Turni successivi: mentre Triss continua a regalarvi +9 a turno, il vostro scopo ora diventa proteggere le unità dalle potenziali minacce, principalmente Igni e Scorch. Questo lo fate grazie alla Crone da 8, all’Earth Elemental da 6 o all’Arcigrifone da 7. Posizionate l’Earth Elemental (melee), Crone (siege) o Archgriffin a fianco dello sciame, e usate le pozioni per assicurarvi che il loro valoro sia 3-5 più elevato delle unità sciame. E’ FONDAMENTALE capire una cosa: non siate avidi. Non vi serve a nulla ottimizzare l’Immune, ottenendo +9. Il +9 arriva da solo grazie a Triss, se dovete sprecare una pozione per boostare solo un Foglet, escludendo gli altri 2, avrete la sensazione di sprecare un +6. In realtà non vi rendete conto che state risparmiando un +12 (i.e. 2 foglets da 6) in caso di un Igni sulla linea.

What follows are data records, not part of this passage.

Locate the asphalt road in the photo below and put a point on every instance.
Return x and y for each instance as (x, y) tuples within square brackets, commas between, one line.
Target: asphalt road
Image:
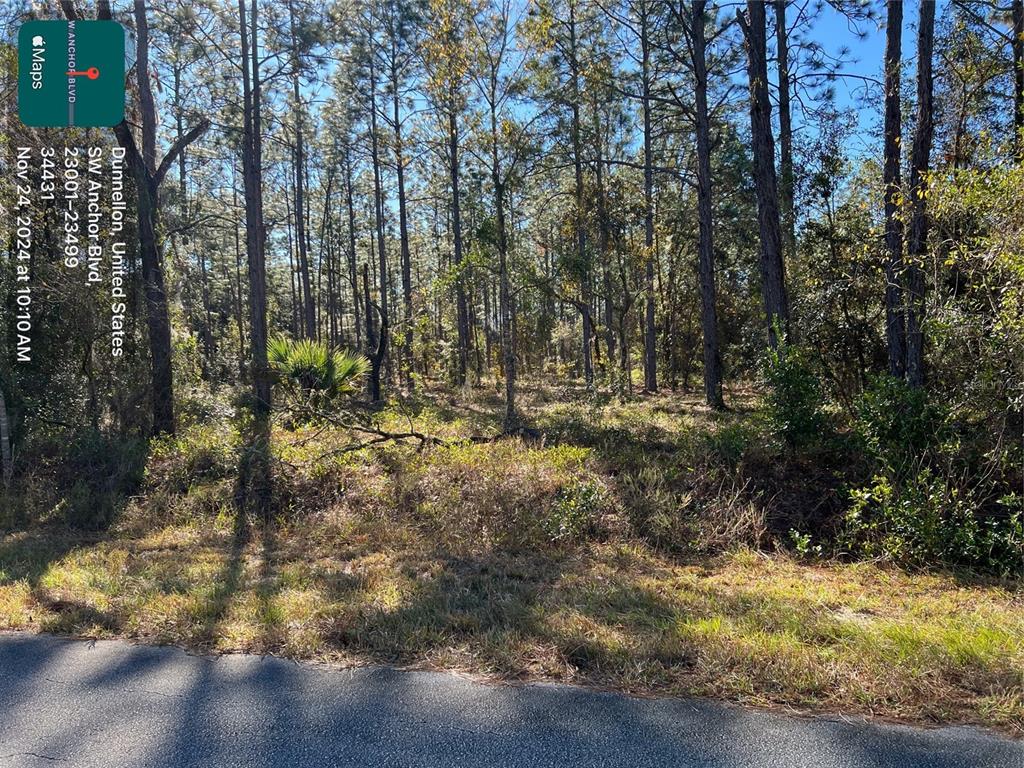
[(111, 705)]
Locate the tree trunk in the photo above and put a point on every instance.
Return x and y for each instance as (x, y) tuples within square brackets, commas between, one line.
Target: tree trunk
[(772, 268), (920, 158), (382, 341), (255, 230), (895, 323), (649, 337), (6, 457), (786, 176), (352, 268), (706, 247), (158, 317), (147, 179), (585, 288), (512, 422), (1018, 47), (308, 306), (407, 261), (462, 311)]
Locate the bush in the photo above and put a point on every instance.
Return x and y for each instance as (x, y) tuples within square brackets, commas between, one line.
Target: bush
[(898, 424), (198, 455), (924, 520), (97, 475), (794, 401)]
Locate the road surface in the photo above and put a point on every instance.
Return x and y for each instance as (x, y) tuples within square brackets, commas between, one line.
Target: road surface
[(113, 705)]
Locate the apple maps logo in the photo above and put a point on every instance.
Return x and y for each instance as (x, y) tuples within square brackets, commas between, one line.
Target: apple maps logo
[(71, 74)]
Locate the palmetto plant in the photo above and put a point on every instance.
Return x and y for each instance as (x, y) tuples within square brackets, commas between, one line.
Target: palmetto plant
[(312, 372)]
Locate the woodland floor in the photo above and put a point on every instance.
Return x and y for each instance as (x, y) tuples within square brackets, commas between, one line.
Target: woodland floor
[(516, 560)]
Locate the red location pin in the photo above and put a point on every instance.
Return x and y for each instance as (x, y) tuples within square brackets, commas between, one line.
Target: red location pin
[(92, 73)]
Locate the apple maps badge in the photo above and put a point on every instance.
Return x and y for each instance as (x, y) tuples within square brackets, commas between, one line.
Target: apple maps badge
[(71, 74)]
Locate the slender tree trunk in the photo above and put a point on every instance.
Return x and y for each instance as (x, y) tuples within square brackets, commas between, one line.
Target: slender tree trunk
[(706, 247), (1018, 47), (6, 457), (604, 241), (786, 175), (649, 336), (382, 341), (585, 298), (158, 317), (895, 318), (462, 311), (299, 157), (772, 267), (352, 268), (407, 261), (255, 232), (512, 422), (920, 158)]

Cercate di avere una forza sempre di poco superiore al vostro avversario, per spingerlo a investire carte, e poi usate tempo play come le Crones (se non erano ancora usate) e Commander’s horn per dare il colpo di grazia, quando avete deciso di passare turno. Ma finchè potete, giocate più carte possibili in R1 e assicuratevi di fare deck thinning totale (richiamate i Foglet, gli Arachas, le Crones).

Inoltre giocate buona parte delle vostre unità di carryover. Quando vincete il round, assicuratevi di averne 1-2, in modo da iniziare R2 con una piccola compagine già pronta, forzando il vostro avversario a usare carte per recuperare, ridandovi vantaggio carte. Se arrivate a R3 a parità di carte, con il vostro avversario che inizia il round, lasciandovi l’ultima giocata, avrete sicuramente quasi vinto.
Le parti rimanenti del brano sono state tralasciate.